The California Supreme Court released its much anticipated decision regarding the requirements for meal and rest breaks for non-exempt employees. The decision in Brinker Restaurant Corp. v. Superior Court, No. D049331 (April 12, 2012) provides employers some needed clarity for a number of employment issues regarding the scope and timing of meal and rest breaks.
Brinker was a class action suit brought by restaurant employees who claimed they were illegally denied rest and meal periods. Among the key issues before the Supreme Court were:
- What is an employer’s obligation to “provide” meal periods?
- Is an employer required to ensure its employee actually takes meal periods?
- During what hours of the workday must a meal period be provided?
- Is an employer required to provide a meal period every five hours worked (“rolling-five”(1))?
- During what hours of the workday must a rest period be provided?
The Supreme Court provided the following rulings regarding meal and rest periods:
A. Employer’s Duty to Provide Meal Periods
In order to “provide” a meal period, an employer must relieve the employee of all duties for an uninterrupted 30-minute period. The employee must be at liberty to use the period for whatever purpose she wishes.
Importantly, an employer is not required to ensure the employee actually takes the break. If an employer relieves the employee of all duties, it will not be held liable for penalties if the employee chooses to work. In other words, an employer is not required to monitor its employee to ensure she does not work during the meal period. However, the employer is responsible for payment of the employee’s regular (or overtime) wage for the time worked, and the employee does not have a right to work through the meal period. Employers can still require that an unpaid meal period be taken in order to avoid overtime liability.
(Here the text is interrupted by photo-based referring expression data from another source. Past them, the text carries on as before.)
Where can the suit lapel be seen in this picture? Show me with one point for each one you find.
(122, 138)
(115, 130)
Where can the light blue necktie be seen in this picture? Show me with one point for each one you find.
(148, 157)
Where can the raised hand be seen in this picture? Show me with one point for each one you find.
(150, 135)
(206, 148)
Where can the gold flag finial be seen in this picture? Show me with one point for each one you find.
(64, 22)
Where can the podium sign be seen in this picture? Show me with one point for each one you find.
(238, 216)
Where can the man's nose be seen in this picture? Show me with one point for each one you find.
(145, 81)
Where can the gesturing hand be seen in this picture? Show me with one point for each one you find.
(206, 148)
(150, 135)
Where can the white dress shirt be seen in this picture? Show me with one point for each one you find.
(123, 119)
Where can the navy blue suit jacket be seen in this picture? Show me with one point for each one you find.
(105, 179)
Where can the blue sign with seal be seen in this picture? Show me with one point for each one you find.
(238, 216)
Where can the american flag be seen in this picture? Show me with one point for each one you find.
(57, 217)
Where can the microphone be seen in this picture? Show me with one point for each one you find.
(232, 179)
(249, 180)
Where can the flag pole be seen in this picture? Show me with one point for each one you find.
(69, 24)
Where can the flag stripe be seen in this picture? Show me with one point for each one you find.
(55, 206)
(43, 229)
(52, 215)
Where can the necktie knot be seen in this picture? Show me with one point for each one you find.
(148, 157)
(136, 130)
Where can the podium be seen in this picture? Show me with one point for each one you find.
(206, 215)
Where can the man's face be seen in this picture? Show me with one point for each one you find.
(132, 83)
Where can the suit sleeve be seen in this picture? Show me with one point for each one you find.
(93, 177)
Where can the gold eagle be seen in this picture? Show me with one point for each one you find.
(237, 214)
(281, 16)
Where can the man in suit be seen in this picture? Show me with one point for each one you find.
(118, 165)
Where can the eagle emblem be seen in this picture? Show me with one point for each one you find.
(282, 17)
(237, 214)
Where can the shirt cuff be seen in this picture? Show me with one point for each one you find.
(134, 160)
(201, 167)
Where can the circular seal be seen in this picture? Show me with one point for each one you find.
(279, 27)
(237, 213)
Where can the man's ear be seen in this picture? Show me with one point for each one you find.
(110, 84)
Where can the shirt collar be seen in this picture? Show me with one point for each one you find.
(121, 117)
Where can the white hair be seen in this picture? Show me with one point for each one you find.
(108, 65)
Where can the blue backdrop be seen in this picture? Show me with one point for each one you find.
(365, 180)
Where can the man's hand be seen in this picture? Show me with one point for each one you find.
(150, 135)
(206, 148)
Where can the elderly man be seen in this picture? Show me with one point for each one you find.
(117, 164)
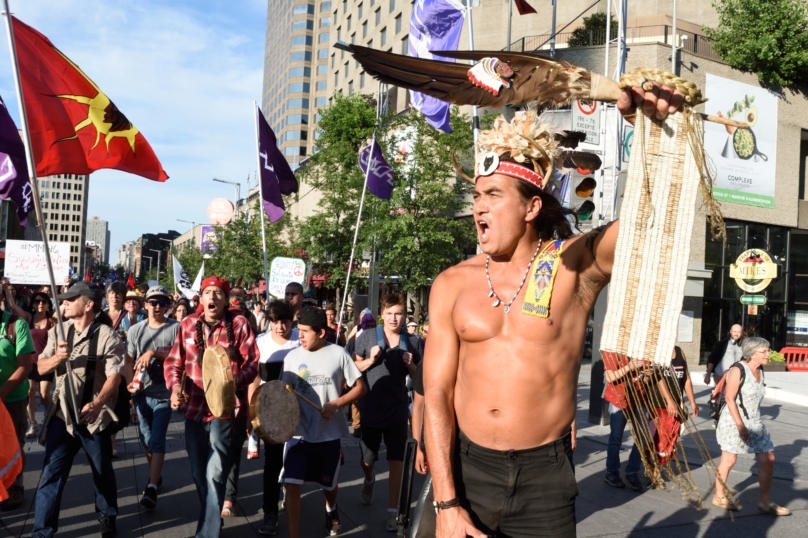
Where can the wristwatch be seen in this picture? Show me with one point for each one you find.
(445, 504)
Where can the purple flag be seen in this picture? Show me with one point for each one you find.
(435, 25)
(275, 174)
(14, 182)
(380, 177)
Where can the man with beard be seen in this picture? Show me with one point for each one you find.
(209, 439)
(500, 446)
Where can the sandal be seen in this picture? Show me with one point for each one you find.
(774, 510)
(726, 504)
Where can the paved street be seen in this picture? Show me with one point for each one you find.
(602, 510)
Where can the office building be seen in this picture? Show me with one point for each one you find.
(98, 233)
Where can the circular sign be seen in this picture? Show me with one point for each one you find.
(220, 211)
(754, 270)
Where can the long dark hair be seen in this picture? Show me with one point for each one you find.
(553, 221)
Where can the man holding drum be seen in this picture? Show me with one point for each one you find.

A first meal period must start no later than the completion of five hours of work and a second meal period must start no later than completion of ten hours of work. If an employee takes their first meal break after only two hours worked, there is no requirement to provide a second meal break until the employee has worked ten hours.
B. Employer’s Duty to Provide Rest Periods
An employer must make a good faith effort to furnish rest breaks in the middle of the work period, but may deviate from this schedule based on practical constraints. There does not need to be any specific order in taking meal and rest periods. The first meal period can occur before the first rest period. However, for an eight hour shift, “as a general matter,” one rest break should fall on either side of the meal period.
To calculate the amount of rest time that must be provided in a given workday, the employer should take the number of work hours divided by four (rounded down if the fractional part is half or less than half and up if it is more) and multiply by ten minutes:
|Required Break Time
|Less than 3.5 hours
|3.5 hours to 6 hours
|More than 6 hours to 10 hours
|More than 10 hours to 14 hours
Important Steps for Employers
Now that the California Supreme Court has clarified some formerly disputed meal and rest periods issues, it is important for employers to confirm their existing policies and practices comply with the Court’s ruling. Employers should also provide training to their managers and supervisors to ensure proper break polices are implemented with the non-exempt employees to ensure their meal and rest period policies are followed.